Menu

Models & Providers

Last updated October 23, 2025

The AI Gateway's unified API is built to be flexible, allowing you to switch between different AI models and providers without rewriting parts of your application. This is useful for testing different models or when you want to change the underlying AI provider for cost or performance reasons. You can also configure provider routing and model fallbacks to ensure high availability and reliability.

To view the list of supported models and providers, check out the AI Gateway models page.

Models are AI algorithms that process your input data to generate responses, such as Grok 4.1, GPT-5.2, or Claude Opus 4.5. Providers are the companies or services that host these models, such as xAI, OpenAI, or Anthropic.

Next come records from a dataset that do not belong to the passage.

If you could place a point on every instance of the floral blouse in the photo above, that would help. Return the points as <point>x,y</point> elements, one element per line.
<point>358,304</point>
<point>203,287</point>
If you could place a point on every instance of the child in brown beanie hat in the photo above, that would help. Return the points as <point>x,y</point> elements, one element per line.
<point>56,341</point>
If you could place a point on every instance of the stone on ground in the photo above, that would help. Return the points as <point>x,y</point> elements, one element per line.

In some cases, multiple providers, including the model creator, host the same model. For example, you can use the xai/grok-code-fast-1 model from xAI or the openai/gpt-5.2 model from OpenAI, following the format creator/model-name.

Different providers may have different specifications for the same model such as different pricing and performance. You can choose the one that best fits your needs.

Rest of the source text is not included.